Vodafone to buy Idea Cellular? NSE seeks clarification after TV report

ideaThe NSE has sought clarification from Idea Cellular after television channel CNBC TV18 reported that the company was in preliminary talks with Vodafone to merge its operations.

“Exchange have advised the Company to provide clarification/confirmation on the news item in detail including the following: a) Whether such negotiations were taking place and b) Whether you/company are aware of any information that has not been announced to the Exchanges which could explain the aforesaid movement in the trading,” the NSE said.

The request follows a report in the TV channel to the effect that Idea Cellular is exploring options for strategic deal with Vodafone and are in “explanatory talks with a possible merger” at the end of the tunnel.

Idea’s sale has been much speculated upon every time there is talk of increased competition in the Indian telecom market.

The company, against all odds, has not only remained independent, but has has been the fastest growing in India for quite some time.

Last quarter marked a watershed moment for the Aditya Birla Group firm after it reportedly overtook Vodafone as the No. 2 data operator in the country.

Vodafone had been the strong No. 2 telecom provider in India for years, though Idea was always seen as the more nimble among the top three telcos.

It was widely speculated that Mukesh Ambani’s Reliance Industries would try to buy Idea, but Ambani chose to build a modern, all-IP network from scratch instead.

Idea Cellular and Vodafone are seen as weak competitors to Bharti Airtel and Reliance Jio due to their focus on and dependence on voice services.

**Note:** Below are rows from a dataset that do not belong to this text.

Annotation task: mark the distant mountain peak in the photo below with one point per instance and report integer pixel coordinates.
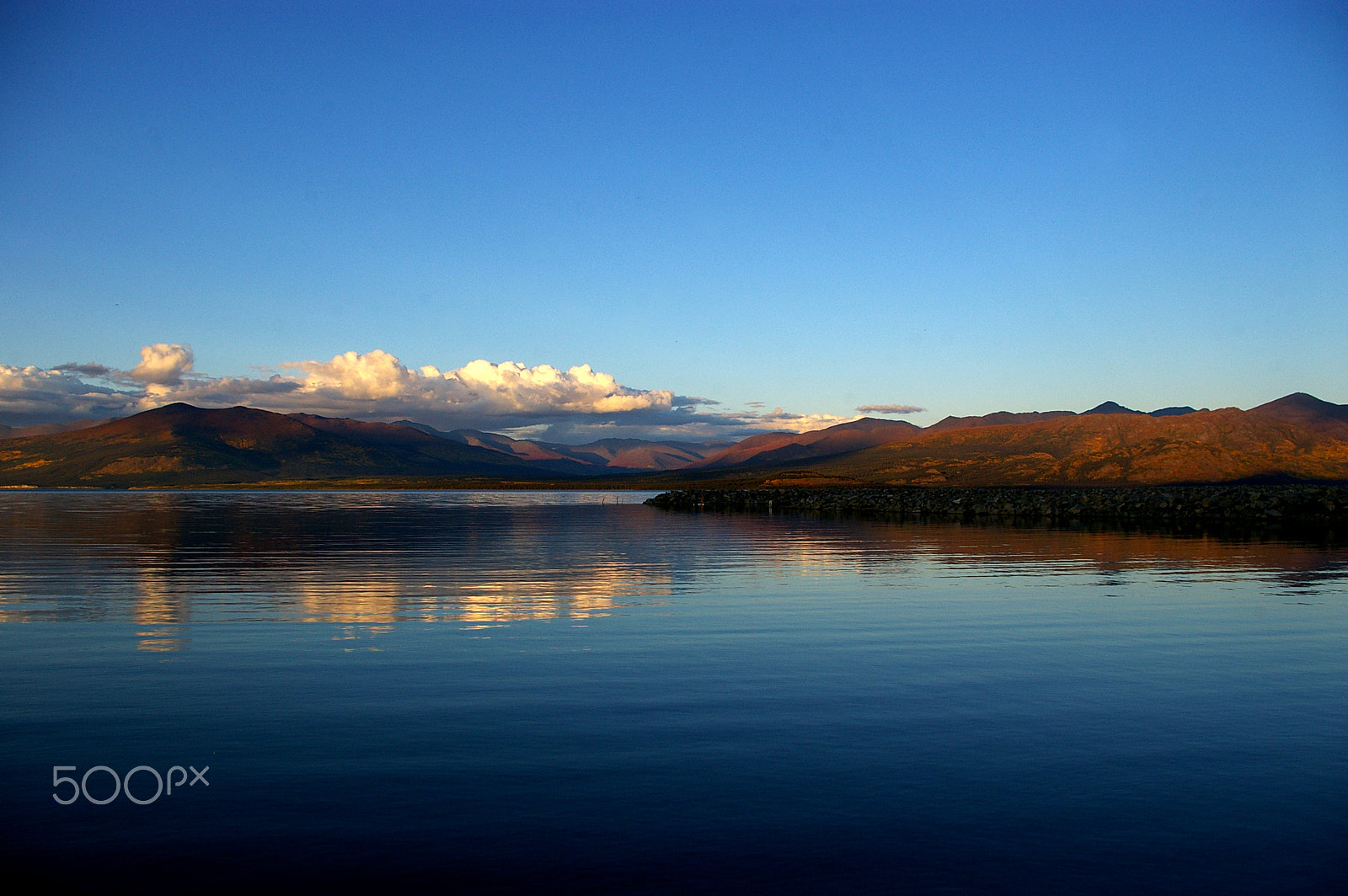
(1110, 408)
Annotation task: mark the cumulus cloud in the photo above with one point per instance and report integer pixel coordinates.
(576, 403)
(30, 395)
(162, 364)
(84, 370)
(890, 408)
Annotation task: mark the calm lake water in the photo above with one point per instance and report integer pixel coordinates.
(552, 691)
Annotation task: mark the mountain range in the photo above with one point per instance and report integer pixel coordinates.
(1294, 438)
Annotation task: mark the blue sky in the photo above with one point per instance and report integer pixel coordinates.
(808, 206)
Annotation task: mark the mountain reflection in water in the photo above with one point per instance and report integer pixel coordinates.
(375, 559)
(556, 693)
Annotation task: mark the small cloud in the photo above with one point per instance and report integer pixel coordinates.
(890, 408)
(162, 364)
(692, 401)
(84, 370)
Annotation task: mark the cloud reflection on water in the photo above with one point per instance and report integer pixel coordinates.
(166, 561)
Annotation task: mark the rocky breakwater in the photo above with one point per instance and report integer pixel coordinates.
(1183, 505)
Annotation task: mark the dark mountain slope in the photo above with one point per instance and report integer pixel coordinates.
(773, 448)
(182, 445)
(1105, 449)
(1308, 413)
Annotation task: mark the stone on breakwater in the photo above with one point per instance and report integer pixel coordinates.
(1179, 504)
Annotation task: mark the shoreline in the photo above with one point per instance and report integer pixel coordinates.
(1301, 505)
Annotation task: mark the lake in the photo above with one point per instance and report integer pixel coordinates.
(575, 693)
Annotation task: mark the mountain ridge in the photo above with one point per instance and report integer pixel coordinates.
(1294, 438)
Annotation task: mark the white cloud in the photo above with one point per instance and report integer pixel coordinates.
(162, 364)
(890, 408)
(561, 404)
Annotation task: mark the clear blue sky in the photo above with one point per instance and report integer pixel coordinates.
(961, 206)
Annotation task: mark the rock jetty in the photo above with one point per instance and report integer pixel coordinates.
(1300, 505)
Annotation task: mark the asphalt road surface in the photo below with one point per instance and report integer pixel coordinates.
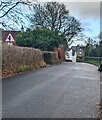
(68, 90)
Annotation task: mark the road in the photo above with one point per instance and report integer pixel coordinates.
(68, 90)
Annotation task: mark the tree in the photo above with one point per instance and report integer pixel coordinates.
(43, 39)
(55, 16)
(11, 12)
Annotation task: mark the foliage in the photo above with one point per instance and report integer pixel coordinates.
(55, 16)
(11, 12)
(92, 48)
(43, 39)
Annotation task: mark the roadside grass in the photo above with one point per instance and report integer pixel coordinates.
(92, 61)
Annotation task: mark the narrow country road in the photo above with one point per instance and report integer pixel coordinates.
(68, 90)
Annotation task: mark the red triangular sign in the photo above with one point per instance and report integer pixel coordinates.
(10, 38)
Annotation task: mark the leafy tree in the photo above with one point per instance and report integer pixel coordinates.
(43, 39)
(11, 12)
(55, 16)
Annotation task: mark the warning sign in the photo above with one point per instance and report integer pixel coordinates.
(10, 38)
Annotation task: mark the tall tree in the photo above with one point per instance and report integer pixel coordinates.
(11, 12)
(55, 16)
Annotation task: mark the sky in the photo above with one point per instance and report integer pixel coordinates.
(89, 15)
(88, 12)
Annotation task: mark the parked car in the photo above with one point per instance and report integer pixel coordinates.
(80, 57)
(67, 57)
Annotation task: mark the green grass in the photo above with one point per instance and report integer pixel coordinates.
(93, 61)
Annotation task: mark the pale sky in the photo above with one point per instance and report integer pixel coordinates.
(87, 11)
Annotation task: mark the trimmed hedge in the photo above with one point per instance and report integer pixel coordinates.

Going forward, it is assumed that data will play a more prominent role in Indian telecom and players who get most of their revenue and profit from voice will face tough times.

Idea has been more aggressive in chasing the data opportunity of late compared with Vodafone. The Aditya Birla Group firm, for example, is estimated to have several times the total number of 4G towers compared with Vodafone. It also has nearly twice as much 4G spectrum as Vodafone, a wholly-owned unit of the namesake British company.

Vodafone has earlier sent signals that it could look at Idea as a potential acquisition target.

Back in February, the company’s India head Sunil Sood said in an interview that “it was cheaper for him to buy my biggest rival than buying 10 MHz of 700 MHz,” remarking on the high spectrum prices.

As of yesterday, Idea Cellular had a market capitalization of less than 35,000 cr, while the starting price of one block (5 MHz) of 700 MHz band spectrum in the upcoming auction is around Rs 57,000 cr.

Idea’s shares have jumped 7% on the news that the British company could be exploring a merger.

As is the case with most such deals, the transaction is likely to be structured as a share swap, and could also pave the wave for an reverse listing of Vodafone India on local stock markets.

Idea Cellular was itself born of several such mergers. It was born of the merger of some of Birla’s, AT&T’s and Tata’s telecom businesses in India.

UPDATE: The company denied the report and said the news item is “absolutely untrue and preposterous.”


The deal will not be an easy one to consummate due to India’s strict policies on market share and spectrum holding.

No single company, for example, can hold more than 50% of the spectrum in any single band, while in states like Kerala, Vodafone and Idea together hold 100% of the most lucrative spectrum, the 900 MHz band.

Reliance Communications, which is in talks to take over Aircel Cellular’s mobile operations, also ran up against such roadblocks, though the two are much smaller companies.

Aircel, however, was quick in disposing off its assets such as spectrum before the deal to facilitate the take-over.

Besides spectrum cap issues, a merger would pose major difficulties for the two companies in at least five circles, where the merged entity would end up with over 50% of the total market by revenue. In two-three circles, the combined entity would have over 50% of the total active subscribers as well, which is also prohibited according to India’s M&A guidelines.

As such, it has always been speculated that any merger involving two of the top three operators will be of the nature of a strategic tie-up rather than an all-out merging of capital.

For example, Vodafone, Idea and Airtel had intracircle roaming pacts — effectively allowing their subscribers to tap into any network without excess charges — for 3G services for several years until Airtel dropped out of the alliance after buying spectrum.

An intra-circle roaming and network sharing agreement is seen as a more likely outcome of the talks compared with an all-out merger, though the possibility of the latter cannot be denied totally.